Is public opinion moving their way? There is reason to fear it might be. The Hansard Society’s 2019 ‘Audit of political engagement’ disclosed that 54 per cent of voters agree with the statement that ‘Britain needs a strong leader willing to break the rules.’ Only 23 per cent disagreed with that proposition. On the question of whether they preferred ‘politicians who stick to their positions’ to ‘politicians who make compromises with people they disagree with’, the respondents were split roughly down the middle (45:48). The same split was evident when people were asked whether ‘we should stick with political parties and leaders who have been in power before’ (47 per cent) or ‘consider electing parties or leaders with radical ideas for change who haven’t been in power before’ (43 per cent). These numbers can make it tempting for Britain’s would-be Trumps to imagine that their time is coming. Maybe the public is ready to tolerate some noisy plate-smashing in the corridors of power.
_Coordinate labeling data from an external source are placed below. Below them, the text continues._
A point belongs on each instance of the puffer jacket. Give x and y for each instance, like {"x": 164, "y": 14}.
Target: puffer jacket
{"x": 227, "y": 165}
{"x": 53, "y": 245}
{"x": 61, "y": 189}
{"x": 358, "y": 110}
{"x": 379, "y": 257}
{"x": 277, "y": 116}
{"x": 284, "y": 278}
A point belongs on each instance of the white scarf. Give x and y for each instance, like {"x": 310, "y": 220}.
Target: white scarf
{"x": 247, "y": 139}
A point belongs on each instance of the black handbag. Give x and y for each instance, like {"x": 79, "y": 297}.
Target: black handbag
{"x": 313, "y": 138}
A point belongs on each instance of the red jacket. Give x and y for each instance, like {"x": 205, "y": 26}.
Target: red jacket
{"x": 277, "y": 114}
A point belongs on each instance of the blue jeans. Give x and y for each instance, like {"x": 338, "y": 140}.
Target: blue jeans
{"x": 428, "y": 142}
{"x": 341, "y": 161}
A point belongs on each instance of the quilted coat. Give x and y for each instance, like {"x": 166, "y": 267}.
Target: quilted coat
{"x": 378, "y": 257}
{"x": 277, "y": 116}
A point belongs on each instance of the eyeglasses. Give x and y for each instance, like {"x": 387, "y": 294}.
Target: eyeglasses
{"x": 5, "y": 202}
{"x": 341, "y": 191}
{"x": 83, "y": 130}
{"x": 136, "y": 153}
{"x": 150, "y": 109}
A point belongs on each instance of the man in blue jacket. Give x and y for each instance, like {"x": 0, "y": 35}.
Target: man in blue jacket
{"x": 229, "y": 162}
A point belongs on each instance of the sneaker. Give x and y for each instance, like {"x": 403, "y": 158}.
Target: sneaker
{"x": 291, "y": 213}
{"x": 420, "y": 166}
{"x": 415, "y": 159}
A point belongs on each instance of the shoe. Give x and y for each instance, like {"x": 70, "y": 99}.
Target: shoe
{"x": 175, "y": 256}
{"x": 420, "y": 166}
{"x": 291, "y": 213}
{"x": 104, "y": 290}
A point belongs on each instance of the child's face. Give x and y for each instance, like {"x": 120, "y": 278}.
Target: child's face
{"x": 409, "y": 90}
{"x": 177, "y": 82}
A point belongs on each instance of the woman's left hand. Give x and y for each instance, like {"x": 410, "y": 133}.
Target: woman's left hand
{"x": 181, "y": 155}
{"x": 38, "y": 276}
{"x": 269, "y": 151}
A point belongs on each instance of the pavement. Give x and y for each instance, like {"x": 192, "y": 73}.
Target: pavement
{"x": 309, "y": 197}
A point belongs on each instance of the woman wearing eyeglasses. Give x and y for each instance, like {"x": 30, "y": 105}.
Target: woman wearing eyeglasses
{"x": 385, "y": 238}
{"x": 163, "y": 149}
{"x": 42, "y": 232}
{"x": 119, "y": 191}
If nothing else, it would make a change.

But going down this route is likely to be a catastrophic mistake. There are three big problems with the Trumpian approach to executive rule. First, there really are no British would-be Trumps. There are only English ones. The UK’s multinational constitution is unlikely to survive the experiment. It is hard to say how far Johnson’s appeal might extend if he became prime minister – fellow politicians who have been out and about with him are consistently struck by his surprising pulling power – but it definitely doesn’t travel north of the border. They hate him there. Second, breaking the machinery of government is self-defeating for any political leader who wants to build a lasting legacy. The point of playing by the rules is that those rules are still in place to bind your successors. Ignoring them cuts the chain that links the present to the future. Nothing endures that way. Third, the institutional barriers that currently thwart strong executive action cannot simply be wished away. Chaos will not bridge a fractured political landscape. It will fracture it further. Opposition will mount, unelected sources of authority – including all those dreaded experts – will become enraged and emboldened, public opinion will grow increasingly febrile. This will tend to produce more hung parliaments and weak governments than thumping majorities and strong governments. Under these conditions, little or nothing gets achieved.

Wanting to be Margaret Thatcher is tempting some prime ministerial hopefuls to flirt with being Donald Trump. Trying to be Trump is likely to mean that they end up as Theresa May: full of purpose, empty of product. Maybe there are some out there with a surer understanding of what made Thatcher’s successes possible in the first place. It was a mix of astonishing luck, political pragmatism and an eye for the path of least resistance, all dressed up as implacable resolve. Thatcher was also a stickler for the rules, sensing that they were her best protection against the devious men who were determined to thwart her if they got the chance. But the myth of the strong leader dies hard. It has some dying to do yet.